Supplementing the NHS could hail a more effective recovery for employees, companies and even UK healthcare says Charlie MacEwan, corporate communications director at WPA
Given the economy and the challenges that companies face, employers are acutely aware of their costs. Employees seem less connected. Employers think that medical insurance is expensive. Some question its value while others annually gauge the success of their broker by how much they can cut the premium.
The fundamental problem is that, while companies understand their healthcare costs, employees think that the perk of medical insurance is free and there is little incentive for them to act as customers when they are a patient. Why try to understand the costs and benefits when you are in the hands of a capable consultant?
To change this, perceptions need to evolve. Some employers engage in strategies that stop premium inflation becoming a self-fulfilling prophecy.
If price is the problem, the advice should be to put a strategy in place to remove the issue and make the benefit sustainable into the longer term. A deductible, where employees become partners to the scheme and contribute to costs is effective and becoming well used.
Perhaps change the benefit structure so that different levels of employees are entitled to different benefits such as a cash plan for the 20-somethings and a more comprehensive policy for the directors.
Variety and value create engagement. I have yet to see a plan that pays for hospital treatments on a Thursday or Friday so that employees can convalesce over the weekend – a bit radical but it at least reduces the costs associated with a key person being absent due to illness.
Isn’t it ironic how some people think that medical insurance is an alternative to the NHS. This view tends to be combined with a ‘full refund, private at all costs’ demand which naturally adds to the costs, claims and premiums; often excessive and sometimes unnecessary.
There are significant savings to be made by defining private healthcare as supplementing the NHS. The best place for emergency care is the NHS so it could be seen as profligate to have private intensive care (except for postelective surgery) as an insured benefit.
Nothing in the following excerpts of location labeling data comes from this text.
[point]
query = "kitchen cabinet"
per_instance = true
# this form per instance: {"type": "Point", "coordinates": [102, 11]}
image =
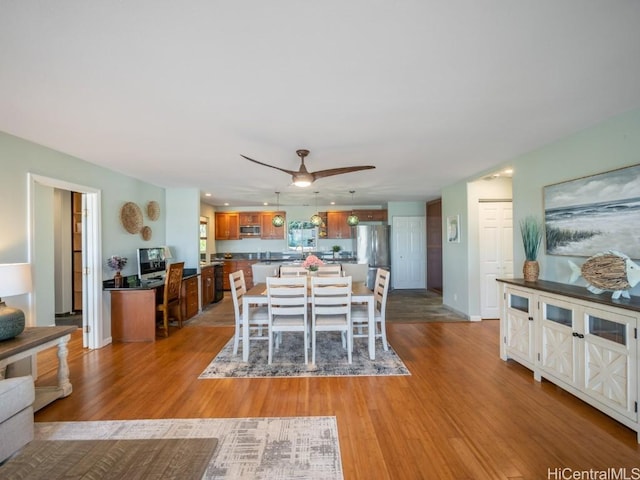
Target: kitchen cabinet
{"type": "Point", "coordinates": [250, 218]}
{"type": "Point", "coordinates": [227, 226]}
{"type": "Point", "coordinates": [585, 343]}
{"type": "Point", "coordinates": [207, 285]}
{"type": "Point", "coordinates": [269, 231]}
{"type": "Point", "coordinates": [189, 302]}
{"type": "Point", "coordinates": [231, 266]}
{"type": "Point", "coordinates": [337, 226]}
{"type": "Point", "coordinates": [374, 215]}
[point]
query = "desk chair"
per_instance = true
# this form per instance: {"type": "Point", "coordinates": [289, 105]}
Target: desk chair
{"type": "Point", "coordinates": [170, 306]}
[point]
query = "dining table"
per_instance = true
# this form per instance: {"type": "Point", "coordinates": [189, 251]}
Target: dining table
{"type": "Point", "coordinates": [257, 295]}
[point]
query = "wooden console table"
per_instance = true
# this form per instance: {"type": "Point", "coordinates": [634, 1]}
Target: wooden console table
{"type": "Point", "coordinates": [28, 344]}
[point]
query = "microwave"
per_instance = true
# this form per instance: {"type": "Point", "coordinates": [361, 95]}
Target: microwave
{"type": "Point", "coordinates": [249, 230]}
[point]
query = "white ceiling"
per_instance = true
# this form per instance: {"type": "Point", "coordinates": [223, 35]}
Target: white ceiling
{"type": "Point", "coordinates": [428, 91]}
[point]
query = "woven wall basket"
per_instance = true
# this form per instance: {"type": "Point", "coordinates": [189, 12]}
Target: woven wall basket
{"type": "Point", "coordinates": [153, 210]}
{"type": "Point", "coordinates": [131, 217]}
{"type": "Point", "coordinates": [146, 233]}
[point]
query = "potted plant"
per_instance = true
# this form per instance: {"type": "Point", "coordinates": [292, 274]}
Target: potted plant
{"type": "Point", "coordinates": [531, 230]}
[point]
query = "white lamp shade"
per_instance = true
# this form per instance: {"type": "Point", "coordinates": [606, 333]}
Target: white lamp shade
{"type": "Point", "coordinates": [15, 279]}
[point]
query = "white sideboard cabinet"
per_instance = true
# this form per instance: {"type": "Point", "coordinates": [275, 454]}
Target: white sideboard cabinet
{"type": "Point", "coordinates": [586, 344]}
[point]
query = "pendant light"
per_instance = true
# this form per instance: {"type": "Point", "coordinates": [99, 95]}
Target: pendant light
{"type": "Point", "coordinates": [277, 220]}
{"type": "Point", "coordinates": [316, 219]}
{"type": "Point", "coordinates": [352, 220]}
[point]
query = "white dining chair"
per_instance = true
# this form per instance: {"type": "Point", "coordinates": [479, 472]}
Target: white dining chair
{"type": "Point", "coordinates": [331, 311]}
{"type": "Point", "coordinates": [331, 270]}
{"type": "Point", "coordinates": [292, 270]}
{"type": "Point", "coordinates": [258, 314]}
{"type": "Point", "coordinates": [360, 315]}
{"type": "Point", "coordinates": [287, 302]}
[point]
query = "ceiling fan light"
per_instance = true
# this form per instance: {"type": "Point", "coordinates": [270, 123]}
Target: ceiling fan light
{"type": "Point", "coordinates": [353, 220]}
{"type": "Point", "coordinates": [301, 182]}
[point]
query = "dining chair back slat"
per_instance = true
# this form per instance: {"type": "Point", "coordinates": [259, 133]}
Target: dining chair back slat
{"type": "Point", "coordinates": [258, 315]}
{"type": "Point", "coordinates": [331, 310]}
{"type": "Point", "coordinates": [287, 310]}
{"type": "Point", "coordinates": [359, 313]}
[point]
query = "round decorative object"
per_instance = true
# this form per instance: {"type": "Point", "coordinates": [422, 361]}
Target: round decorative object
{"type": "Point", "coordinates": [153, 210]}
{"type": "Point", "coordinates": [316, 220]}
{"type": "Point", "coordinates": [131, 217]}
{"type": "Point", "coordinates": [531, 270]}
{"type": "Point", "coordinates": [277, 221]}
{"type": "Point", "coordinates": [146, 233]}
{"type": "Point", "coordinates": [352, 220]}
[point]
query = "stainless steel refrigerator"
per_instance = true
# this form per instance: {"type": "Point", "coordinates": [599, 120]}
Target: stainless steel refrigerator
{"type": "Point", "coordinates": [371, 246]}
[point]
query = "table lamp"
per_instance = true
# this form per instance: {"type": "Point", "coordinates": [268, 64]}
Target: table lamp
{"type": "Point", "coordinates": [15, 279]}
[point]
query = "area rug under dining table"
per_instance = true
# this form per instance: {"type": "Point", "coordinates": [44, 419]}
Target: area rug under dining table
{"type": "Point", "coordinates": [288, 360]}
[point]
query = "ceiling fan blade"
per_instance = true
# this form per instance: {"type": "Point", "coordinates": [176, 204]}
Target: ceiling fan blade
{"type": "Point", "coordinates": [290, 172]}
{"type": "Point", "coordinates": [338, 171]}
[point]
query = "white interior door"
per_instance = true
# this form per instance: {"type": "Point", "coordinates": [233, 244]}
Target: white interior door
{"type": "Point", "coordinates": [496, 252]}
{"type": "Point", "coordinates": [409, 246]}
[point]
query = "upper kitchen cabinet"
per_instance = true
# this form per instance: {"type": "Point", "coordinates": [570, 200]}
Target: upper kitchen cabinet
{"type": "Point", "coordinates": [250, 218]}
{"type": "Point", "coordinates": [337, 226]}
{"type": "Point", "coordinates": [269, 231]}
{"type": "Point", "coordinates": [371, 215]}
{"type": "Point", "coordinates": [227, 226]}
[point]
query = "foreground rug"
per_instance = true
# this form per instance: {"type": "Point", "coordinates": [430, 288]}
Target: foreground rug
{"type": "Point", "coordinates": [257, 448]}
{"type": "Point", "coordinates": [288, 360]}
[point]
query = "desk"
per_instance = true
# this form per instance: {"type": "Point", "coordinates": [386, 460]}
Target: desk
{"type": "Point", "coordinates": [257, 295]}
{"type": "Point", "coordinates": [28, 344]}
{"type": "Point", "coordinates": [133, 309]}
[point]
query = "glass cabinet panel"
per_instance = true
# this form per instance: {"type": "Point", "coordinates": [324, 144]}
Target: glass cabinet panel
{"type": "Point", "coordinates": [612, 331]}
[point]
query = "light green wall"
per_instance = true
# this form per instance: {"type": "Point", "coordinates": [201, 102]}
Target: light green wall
{"type": "Point", "coordinates": [609, 145]}
{"type": "Point", "coordinates": [18, 158]}
{"type": "Point", "coordinates": [612, 144]}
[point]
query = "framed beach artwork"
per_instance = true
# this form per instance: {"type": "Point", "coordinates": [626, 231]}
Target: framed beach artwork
{"type": "Point", "coordinates": [453, 229]}
{"type": "Point", "coordinates": [594, 214]}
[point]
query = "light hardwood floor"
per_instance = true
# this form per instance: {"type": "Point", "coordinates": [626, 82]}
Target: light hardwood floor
{"type": "Point", "coordinates": [462, 414]}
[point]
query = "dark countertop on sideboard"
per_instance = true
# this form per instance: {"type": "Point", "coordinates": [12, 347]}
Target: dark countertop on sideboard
{"type": "Point", "coordinates": [148, 285]}
{"type": "Point", "coordinates": [578, 292]}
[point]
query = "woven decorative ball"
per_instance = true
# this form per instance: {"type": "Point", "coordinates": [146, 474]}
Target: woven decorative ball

NHS cancer care is excellent in some parts of the UK which is why customers are now given the option to rely on the NHS for cancer care. Along a similar vein, some effective cancer drugs remain unavailable in the NHS which is why some insurers will now only pay for advanced therapeutic drugs that are not ‘readily available’ on the NHS.
The fundamental problem is that employees think that the perk of medical insurance is free and there is little incentive for them to act as customers when they are a patient
Supplementing things is all about paying for the things that you need to pay for. Personally, I would never pay for something if it was free somewhere else. Private healthcare has always supplemented the work of the NHS reducing the queues, giving NHS patients more attention and cleaning hospitals.
In financial terms this support adds up to £2 billion per year. Supplementing is becoming more refined in the cash plan sector which is evolving into an NHS top-up market, possibly because 97 per cent of Britons do not know what a cash plan is, and policies are developing to include relevant benefits such as NHS car-parking, second opinions, GP fees, cancer drugs, emergency abroad cover and cosmetic surgery. NHS top-up policies are finally doing what they say on the packet.
Last year, I became a case study after an emergency admission with pancreatitis. I stayed at Dorset County for six days because ‘it was the best place for me’ – it cost me nothing although some may say I have been paying for it for all of my working career. I needed my gall bladder removed and I had a choice; wait 94 days, according to Dr Foster, to have it removed in the same hospital or 4 days and go to the BMI hospital next door. It cost WPA £5,202 – I know because, through Shared Responsibility, I paid my share.
Supplementing the NHS, which is common in the rest of Europe – 93 per cent of people in Holland have top-up schemes – means that the insured patient has a choice. By exercising that choice, downward pressure on claims costs will prevail.
With the private sector more involved in the NHS than some would care to admit, supplementing the NHS is symptomatic of that partnership and has enormous potential to make healthcare spending more efficient. Being a patient may be a virtue but it is not a reason to pay twice.